Now Evernham is a proven team owner, helping to mold Kasey Kahne the same way he molded Gordon.

“I can see where Ray, and his relationship (with Kasey) could be a lot like his and mine,” Gordon said. “Ray is very good at being confident. He has more confidence now than he used to have, in being able to show Kasey things that he can work on to be better or things that he's doing well. I think Ray can really compliment those things. He is really good with a new driver who wants to learn and who has the talent. It's only going to compliment both of them.

“Ray really knows how to put an organization together and how to put people together to build a strong program. I don't think he expected - nor did anybody else - expect that to happen in the first year or even in the second year. In the third year it doesn't surprise me.”

Gordon and Kahne (pictured right) each come from championship-winning careers in the open-wheel ranks, each winning the USAC Midget Championship, Gordon in 1990; Kahne in 2000. They join a long list of drivers from an open wheel background who have found success in NASCAR’s premiere circuit.

And both drivers turned heads with their performance early in their rookie seasons. Gordon won his first Gatorade Twin 125 qualifying race in 1993 and went on to finish fifth in the Daytona 500. In his first seven starts, he posted two top-five and three-top 10 finishes, for an average finish of 17.7.

In Kahne’s first seven starts, he has four top-five finishes, including three second-place showings, for an average finish of 14.7.

Gordon though, finished out 1993 with a whopping 11 DNF’s, including four in his first seven starts.

“Things I keep trying to remind people is that I wrecked a whole lot more at this point than Kasey has,” Gordon said. “ I never want to take away from a guy who's done a great job. He's done a great job and there's no doubt about that. When it comes down to getting that car to the finish line and putting yourself in position to win, you've got to give a lot of credit to that driver.

“That (No. 9) car was winning last year, or at least it was capable of winning. I think it's been a very fortunate situation for Kasey and he needs to capitalize on it. As drivers, especially young drivers coming up through the ranks, our goal is to get in the best ride at the right time that you possibly can. I was very fortunate that I got with Hendrick Motorsports at a time when they were really doing well and growing and being able to bring those types of cars to the race track. And I capitalized on it. And now Kasey is in that same situation."
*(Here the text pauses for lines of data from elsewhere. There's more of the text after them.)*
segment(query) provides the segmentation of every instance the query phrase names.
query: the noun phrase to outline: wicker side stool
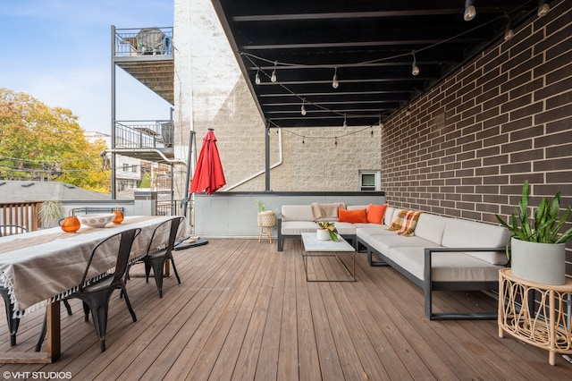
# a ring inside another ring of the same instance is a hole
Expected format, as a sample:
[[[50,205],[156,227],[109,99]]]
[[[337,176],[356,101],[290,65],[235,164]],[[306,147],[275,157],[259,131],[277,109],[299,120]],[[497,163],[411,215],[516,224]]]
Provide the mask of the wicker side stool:
[[[262,241],[262,236],[265,234],[265,229],[266,230],[265,235],[268,237],[268,241],[272,243],[272,235],[270,229],[276,224],[276,215],[274,212],[258,212],[258,226],[260,226],[260,235],[258,236],[258,241]]]

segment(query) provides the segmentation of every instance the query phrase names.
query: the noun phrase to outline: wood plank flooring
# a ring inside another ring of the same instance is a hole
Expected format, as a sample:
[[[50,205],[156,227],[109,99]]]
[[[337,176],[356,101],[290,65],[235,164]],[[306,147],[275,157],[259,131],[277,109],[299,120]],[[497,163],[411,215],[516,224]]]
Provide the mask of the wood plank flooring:
[[[557,355],[552,367],[547,351],[500,338],[496,321],[427,321],[421,290],[390,267],[370,267],[365,254],[356,256],[357,282],[307,283],[302,250],[298,241],[278,252],[267,241],[211,240],[175,251],[182,284],[165,278],[163,299],[153,280],[128,283],[137,322],[114,294],[105,352],[72,301],[73,315],[62,308],[59,360],[0,371],[4,379],[572,379],[572,363]],[[318,259],[311,271],[340,276],[335,264]],[[436,311],[496,309],[480,292],[433,299]],[[33,351],[42,319],[43,311],[21,319],[18,351]],[[4,314],[0,350],[10,350]]]

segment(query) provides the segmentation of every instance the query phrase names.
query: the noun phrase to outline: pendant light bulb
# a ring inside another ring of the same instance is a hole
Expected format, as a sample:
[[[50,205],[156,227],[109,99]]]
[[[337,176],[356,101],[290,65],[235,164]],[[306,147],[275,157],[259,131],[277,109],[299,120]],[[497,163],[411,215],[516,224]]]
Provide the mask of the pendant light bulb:
[[[338,82],[338,68],[334,68],[334,72],[333,72],[333,80],[332,80],[332,87],[333,89],[338,89],[338,86],[340,86],[340,82]]]
[[[276,81],[276,64],[277,64],[278,63],[274,61],[274,70],[272,72],[272,76],[270,77],[270,81],[273,83]]]
[[[257,76],[255,77],[254,81],[257,85],[260,84],[260,69],[257,70]]]
[[[538,17],[545,16],[551,10],[551,6],[546,4],[545,0],[541,0],[538,6]]]
[[[463,19],[466,21],[470,21],[476,16],[476,9],[475,9],[475,5],[473,4],[473,0],[467,0],[465,2],[465,13],[463,13]]]
[[[515,37],[515,32],[510,29],[510,25],[508,25],[504,32],[504,40],[510,41],[513,37]]]
[[[413,55],[413,64],[411,64],[411,74],[417,75],[419,74],[419,66],[417,65],[417,60],[415,57],[415,52],[411,52]]]

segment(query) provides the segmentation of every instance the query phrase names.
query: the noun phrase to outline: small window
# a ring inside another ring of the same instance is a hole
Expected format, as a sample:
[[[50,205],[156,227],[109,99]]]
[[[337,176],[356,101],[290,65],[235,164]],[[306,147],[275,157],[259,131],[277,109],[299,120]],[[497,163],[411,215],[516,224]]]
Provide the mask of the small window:
[[[359,172],[359,190],[379,190],[381,188],[379,171]]]

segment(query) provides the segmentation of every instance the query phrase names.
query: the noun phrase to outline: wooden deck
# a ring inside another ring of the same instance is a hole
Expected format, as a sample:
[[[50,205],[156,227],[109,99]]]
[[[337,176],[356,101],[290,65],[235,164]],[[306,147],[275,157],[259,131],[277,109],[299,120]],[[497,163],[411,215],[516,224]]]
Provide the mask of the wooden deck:
[[[211,240],[175,251],[182,284],[165,279],[163,299],[153,281],[128,284],[136,323],[114,295],[106,351],[72,301],[72,316],[62,309],[59,360],[0,371],[4,379],[48,372],[100,380],[572,378],[562,356],[549,365],[545,351],[499,338],[495,321],[425,320],[421,290],[391,268],[370,267],[365,254],[357,255],[355,283],[307,283],[301,250],[298,241],[277,252],[267,241]],[[311,271],[328,275],[327,265],[314,262]],[[479,292],[439,293],[434,303],[447,310],[496,306]],[[8,351],[1,315],[0,350]],[[38,311],[21,320],[19,351],[33,350],[42,319]]]

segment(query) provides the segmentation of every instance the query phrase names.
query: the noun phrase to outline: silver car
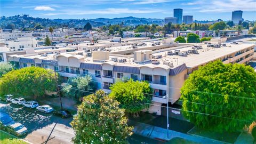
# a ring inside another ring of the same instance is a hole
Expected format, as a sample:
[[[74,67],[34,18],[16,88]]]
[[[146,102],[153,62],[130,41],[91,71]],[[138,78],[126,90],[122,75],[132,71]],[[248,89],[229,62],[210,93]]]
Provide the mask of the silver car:
[[[38,103],[35,101],[26,101],[22,105],[24,107],[30,109],[36,108],[39,106]]]
[[[37,107],[36,108],[39,111],[41,111],[43,113],[50,113],[53,111],[53,108],[52,108],[51,106],[49,105],[43,105],[41,106]]]

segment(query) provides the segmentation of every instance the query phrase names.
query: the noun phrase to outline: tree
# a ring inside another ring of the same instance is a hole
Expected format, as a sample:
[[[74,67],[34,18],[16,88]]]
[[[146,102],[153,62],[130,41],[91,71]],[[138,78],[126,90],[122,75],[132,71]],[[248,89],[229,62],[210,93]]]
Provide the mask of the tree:
[[[74,143],[125,143],[133,127],[119,102],[102,90],[85,97],[71,122]]]
[[[226,25],[226,23],[223,21],[220,21],[218,22],[216,22],[214,24],[212,25],[209,28],[210,30],[223,30],[225,28],[227,25]]]
[[[55,79],[52,70],[40,67],[12,70],[0,78],[1,95],[11,94],[36,99],[46,91],[55,90]]]
[[[140,34],[137,34],[135,35],[134,37],[141,37],[141,35]]]
[[[91,92],[95,92],[96,85],[92,80],[92,77],[90,75],[84,77],[69,78],[67,85],[63,87],[63,91],[66,96],[79,99],[82,97],[91,94]],[[78,91],[77,89],[82,91]]]
[[[187,43],[200,43],[199,36],[194,33],[188,33],[187,35]]]
[[[52,32],[53,32],[53,29],[52,27],[49,28],[49,31],[51,33],[51,35],[52,35],[52,40],[53,41],[53,38],[52,37]]]
[[[108,30],[108,33],[109,33],[109,34],[110,34],[111,35],[114,35],[115,34],[114,33],[114,30],[111,28],[109,29],[109,30]]]
[[[10,23],[10,24],[8,24],[8,25],[7,25],[6,27],[5,27],[5,28],[6,29],[15,29],[15,25],[13,23]]]
[[[209,63],[190,74],[181,89],[183,115],[204,129],[242,129],[256,117],[256,101],[251,99],[256,98],[255,85],[256,73],[250,66]]]
[[[92,26],[90,22],[87,22],[85,25],[84,26],[84,29],[85,30],[89,30],[92,29]]]
[[[109,96],[120,102],[120,107],[130,113],[137,113],[151,103],[152,93],[150,85],[146,82],[133,81],[132,79],[124,82],[119,81],[110,86]]]
[[[211,38],[212,38],[211,37],[202,37],[201,39],[200,39],[200,42],[204,42],[204,41],[209,41],[211,40]]]
[[[183,36],[178,36],[175,39],[174,42],[179,42],[180,43],[186,43],[185,37]]]
[[[229,27],[232,27],[235,25],[234,25],[234,22],[233,21],[229,21],[226,23],[227,25],[229,26]]]
[[[0,63],[0,77],[13,69],[14,67],[10,63]]]
[[[51,40],[50,40],[49,37],[48,36],[48,35],[46,35],[46,37],[45,38],[45,40],[44,42],[44,44],[46,46],[49,46],[51,45],[51,44],[52,43],[51,42]]]

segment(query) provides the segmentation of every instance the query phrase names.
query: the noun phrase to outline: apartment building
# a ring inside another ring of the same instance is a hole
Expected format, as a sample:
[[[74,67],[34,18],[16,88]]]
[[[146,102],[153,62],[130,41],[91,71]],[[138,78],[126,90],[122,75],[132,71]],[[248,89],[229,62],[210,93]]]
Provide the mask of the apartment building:
[[[143,43],[142,43],[143,44]],[[59,70],[65,79],[90,75],[106,93],[109,86],[124,78],[148,82],[153,89],[155,105],[175,103],[180,97],[180,88],[190,74],[209,62],[220,60],[224,63],[247,64],[252,59],[254,44],[164,44],[162,41],[147,42],[136,48],[127,46],[107,51],[93,51],[92,56],[73,51],[47,55],[9,57],[9,61],[20,68],[41,66]],[[160,107],[152,106],[149,112],[161,114]]]

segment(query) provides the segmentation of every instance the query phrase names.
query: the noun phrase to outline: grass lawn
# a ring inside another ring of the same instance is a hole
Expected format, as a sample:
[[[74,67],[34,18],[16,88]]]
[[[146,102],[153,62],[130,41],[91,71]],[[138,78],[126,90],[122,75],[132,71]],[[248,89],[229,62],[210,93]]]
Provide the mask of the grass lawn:
[[[241,132],[216,132],[195,127],[190,131],[189,131],[189,133],[217,140],[234,143]]]
[[[139,117],[129,117],[129,118],[134,121],[166,129],[167,117],[164,116],[157,116],[147,113],[141,112]],[[194,126],[194,124],[189,122],[171,117],[169,117],[169,130],[184,133],[187,133]]]
[[[0,131],[0,143],[1,144],[26,144],[22,140],[17,139],[13,136],[6,133],[2,130]]]

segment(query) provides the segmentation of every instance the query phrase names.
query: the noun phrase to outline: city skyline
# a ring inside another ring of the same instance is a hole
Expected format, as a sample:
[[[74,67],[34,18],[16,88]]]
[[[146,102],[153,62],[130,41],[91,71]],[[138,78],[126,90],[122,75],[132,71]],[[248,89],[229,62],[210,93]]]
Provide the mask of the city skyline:
[[[1,16],[29,14],[54,19],[95,19],[134,17],[158,18],[173,15],[173,9],[183,9],[183,15],[194,20],[231,20],[232,11],[242,10],[245,20],[255,20],[256,2],[245,1],[1,1]],[[221,14],[220,14],[221,13]]]

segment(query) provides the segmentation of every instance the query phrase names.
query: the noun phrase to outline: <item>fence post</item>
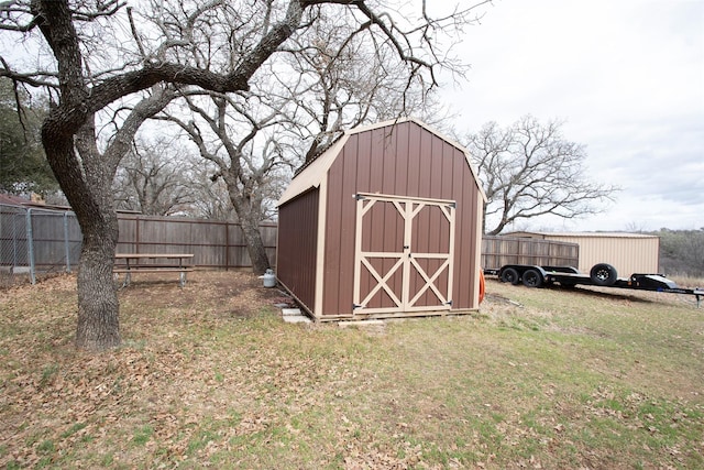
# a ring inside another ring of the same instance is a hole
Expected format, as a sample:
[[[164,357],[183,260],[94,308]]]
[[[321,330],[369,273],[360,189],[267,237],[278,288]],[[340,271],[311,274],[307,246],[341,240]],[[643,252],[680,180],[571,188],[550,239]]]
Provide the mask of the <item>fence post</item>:
[[[34,273],[34,240],[32,240],[32,209],[26,209],[26,255],[30,262],[30,281],[32,284],[36,284],[36,276]]]
[[[64,212],[64,255],[66,256],[66,272],[70,273],[70,249],[68,247],[68,212]]]

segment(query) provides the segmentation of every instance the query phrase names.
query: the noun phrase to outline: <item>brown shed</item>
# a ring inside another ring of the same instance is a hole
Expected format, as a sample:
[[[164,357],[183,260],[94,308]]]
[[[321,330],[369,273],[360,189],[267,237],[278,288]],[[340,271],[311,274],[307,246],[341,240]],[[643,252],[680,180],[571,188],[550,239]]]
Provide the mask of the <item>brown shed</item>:
[[[278,201],[277,278],[318,320],[475,310],[484,200],[425,123],[348,131]]]

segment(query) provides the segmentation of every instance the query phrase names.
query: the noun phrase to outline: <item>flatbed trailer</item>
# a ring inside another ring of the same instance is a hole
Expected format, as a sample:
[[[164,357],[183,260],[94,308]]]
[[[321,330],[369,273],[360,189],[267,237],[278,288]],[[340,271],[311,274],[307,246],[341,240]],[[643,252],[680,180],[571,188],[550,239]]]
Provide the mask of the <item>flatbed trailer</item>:
[[[629,288],[636,291],[686,294],[696,297],[697,308],[704,297],[702,288],[684,288],[664,274],[634,273],[630,277],[618,277],[616,269],[607,263],[595,264],[588,274],[580,273],[572,266],[534,266],[526,264],[505,264],[498,270],[484,270],[486,275],[496,275],[502,282],[527,287],[541,287],[558,283],[562,287],[593,285],[598,287]]]

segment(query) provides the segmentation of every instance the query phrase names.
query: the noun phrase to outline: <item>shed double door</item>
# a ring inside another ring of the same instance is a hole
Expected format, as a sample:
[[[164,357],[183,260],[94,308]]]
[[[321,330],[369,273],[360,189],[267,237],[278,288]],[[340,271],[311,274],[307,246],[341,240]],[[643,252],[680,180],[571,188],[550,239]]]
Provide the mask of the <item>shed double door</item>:
[[[455,203],[356,195],[353,314],[452,306]]]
Gordon went on to post seven top-fives and 11 top-10’s on his way to winning the Rookie of the Year title.

How far could Kasey Kahne go? All Gordon can say is Kahne has all the talent and all the tools he needs.

“Rookies have a lot more pressure on them these days,” Gordon said. “The expectations are to win multiple races the first year. Back when I was a rookie, if you won a race it was a huge thing. I finished second and it was a big deal. Kasey’s done an amazing job and he's been very impressive.

“When I first came into the sport. I didn't know anything other than just pushing that pedal down as hard as I could and just driving the wheels off of it. Kasey has that ability, but he also has a good head on his shoulders and he's smart and he knows how to go about it. That's why he hasn't torn up as many cars as I did when I first came in. They obviously have their act together and now they have a driver that has his act together. That's a great combination."